Installing and Configuring OSG Resource and Service Validation (RSV) Service

Table of Content

  1. Introduction
  2. Installing RSV package
  3. Configuring and Starting RSV services
  4. RSV Output: Results of running the probes
  5. Testers: What to look for?
  6. Using Existing Condor 6.9.x Install
  7. General overview of the Directory Hierarchy


Introduction

The OSG-RSV package is now available through VDT 1.8.1 (that corresponds to OSG Production CE 0.8.0 and ITB CE 0.7.1. The package includes:

  1. The default probes (all the probes in the RSV probes version 1.5.0, 2007-10-24).
  2. A condor-cron based scheduling infrastructure: This includes:
    • Condor 6.9.4, necessary to get the condor-cron functionality. Note that this package is pulled in only if it's not already installed. To force RSV to use a pre-existing Condor 6.9.x install, refer to the Using Existing Condor 6.9.x Install section below, before you begin installing your CE (or RSV if you're installing it separately on a monitoring host)!
    • A configuration and submission system for the probes (on a per host basis, if you're running RSV on a monitoring host to monitor multiple CEs)
    • A mechanism to add new probes, and alter configuration options to the existing probes
    • A consumer system that digests the probe output to generate HTML pages locally for a site admin's reference, and also uploads probe output data into a central RSV database maintained by the GOC
  3. Some accompanying Gratia bits that the above consumer uses to upload data to the central RSV database.

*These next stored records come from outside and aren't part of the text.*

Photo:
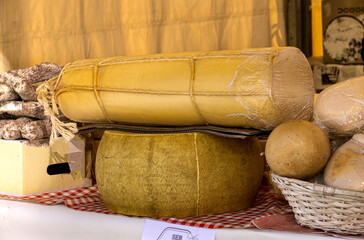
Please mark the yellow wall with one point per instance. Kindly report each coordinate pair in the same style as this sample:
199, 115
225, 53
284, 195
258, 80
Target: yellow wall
33, 31
317, 44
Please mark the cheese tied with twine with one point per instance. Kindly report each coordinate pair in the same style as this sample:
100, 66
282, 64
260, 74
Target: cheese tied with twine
251, 88
177, 175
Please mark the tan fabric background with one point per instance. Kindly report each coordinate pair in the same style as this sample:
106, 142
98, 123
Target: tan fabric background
33, 31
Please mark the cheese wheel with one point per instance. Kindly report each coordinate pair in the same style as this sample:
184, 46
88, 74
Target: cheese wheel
297, 149
252, 88
339, 109
177, 175
345, 169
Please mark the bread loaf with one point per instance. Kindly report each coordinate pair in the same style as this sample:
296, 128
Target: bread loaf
339, 109
297, 149
345, 169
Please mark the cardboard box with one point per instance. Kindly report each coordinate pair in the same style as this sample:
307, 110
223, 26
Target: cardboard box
343, 31
23, 169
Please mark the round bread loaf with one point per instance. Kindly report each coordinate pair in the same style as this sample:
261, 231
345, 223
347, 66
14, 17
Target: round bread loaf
297, 149
345, 168
339, 109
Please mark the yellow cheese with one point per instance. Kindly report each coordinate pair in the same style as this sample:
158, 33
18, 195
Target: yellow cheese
252, 88
23, 169
177, 175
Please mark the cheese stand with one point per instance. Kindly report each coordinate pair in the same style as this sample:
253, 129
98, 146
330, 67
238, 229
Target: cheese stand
235, 51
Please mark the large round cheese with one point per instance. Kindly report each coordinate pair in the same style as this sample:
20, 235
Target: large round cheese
345, 168
256, 88
297, 149
177, 175
340, 108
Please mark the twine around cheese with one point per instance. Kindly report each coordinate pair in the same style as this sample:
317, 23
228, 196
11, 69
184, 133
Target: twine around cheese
46, 95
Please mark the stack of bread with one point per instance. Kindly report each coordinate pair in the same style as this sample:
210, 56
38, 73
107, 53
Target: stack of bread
301, 149
22, 116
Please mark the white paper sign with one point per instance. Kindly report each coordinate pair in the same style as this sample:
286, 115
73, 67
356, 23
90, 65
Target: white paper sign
159, 230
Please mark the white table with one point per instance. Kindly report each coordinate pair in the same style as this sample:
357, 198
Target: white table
31, 221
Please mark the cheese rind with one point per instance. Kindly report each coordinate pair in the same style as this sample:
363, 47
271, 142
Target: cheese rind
177, 175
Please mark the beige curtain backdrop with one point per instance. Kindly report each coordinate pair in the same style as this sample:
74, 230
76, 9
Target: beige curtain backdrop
61, 31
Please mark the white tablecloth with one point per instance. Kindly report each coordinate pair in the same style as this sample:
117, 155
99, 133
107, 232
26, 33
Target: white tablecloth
30, 221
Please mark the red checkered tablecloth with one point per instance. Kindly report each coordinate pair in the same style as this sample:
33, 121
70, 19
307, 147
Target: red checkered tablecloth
88, 199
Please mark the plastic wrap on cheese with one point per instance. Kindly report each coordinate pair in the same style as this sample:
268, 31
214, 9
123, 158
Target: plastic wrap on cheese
252, 88
339, 109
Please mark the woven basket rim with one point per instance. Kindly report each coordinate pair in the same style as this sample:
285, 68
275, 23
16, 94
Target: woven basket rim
319, 188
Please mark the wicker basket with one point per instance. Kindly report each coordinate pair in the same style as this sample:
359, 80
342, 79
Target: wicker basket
321, 207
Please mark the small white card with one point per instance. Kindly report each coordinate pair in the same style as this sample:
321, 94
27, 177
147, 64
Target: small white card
159, 230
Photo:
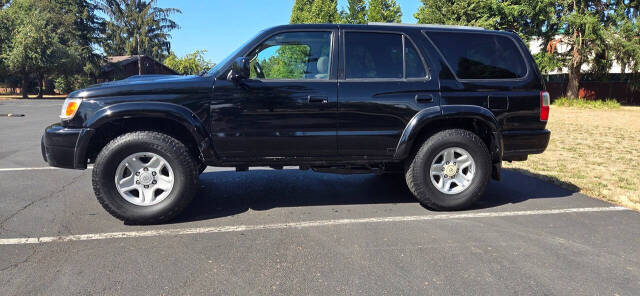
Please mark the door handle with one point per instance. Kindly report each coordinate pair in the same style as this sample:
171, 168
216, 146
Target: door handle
424, 99
318, 99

If installed on a monitoring host by itself, without the OSG CE, this package will also bring along Globus bits it needs to run the probes, and core Gratia modules to be able to upload probe results to a central RSV database.


Getting RSV package

Installing RSV package along with fresh 0.8.0 CE install ((or ITB 0.7.1)

You do not need to do anything extra, just install the CE, and the OSG-RSV package is brought along with it.

Note: Also, note that by default, OSG-RSV brings along Condor 6.9.4 -- it is necessary to get the condor-cron functionality. To force RSV to use a pre-existing Condor 6.9.x install, refer to the Using Existing Condor 6.9.x Install section below, before you begin installing your CE (or RSV if you're installing it separately on a monitoring host)!

Installing RSV package on separate monitoring host

You can get the RSV package and its dependencies by doing the following. Also, see note above about using pre-existing Condor 6.9.x installs.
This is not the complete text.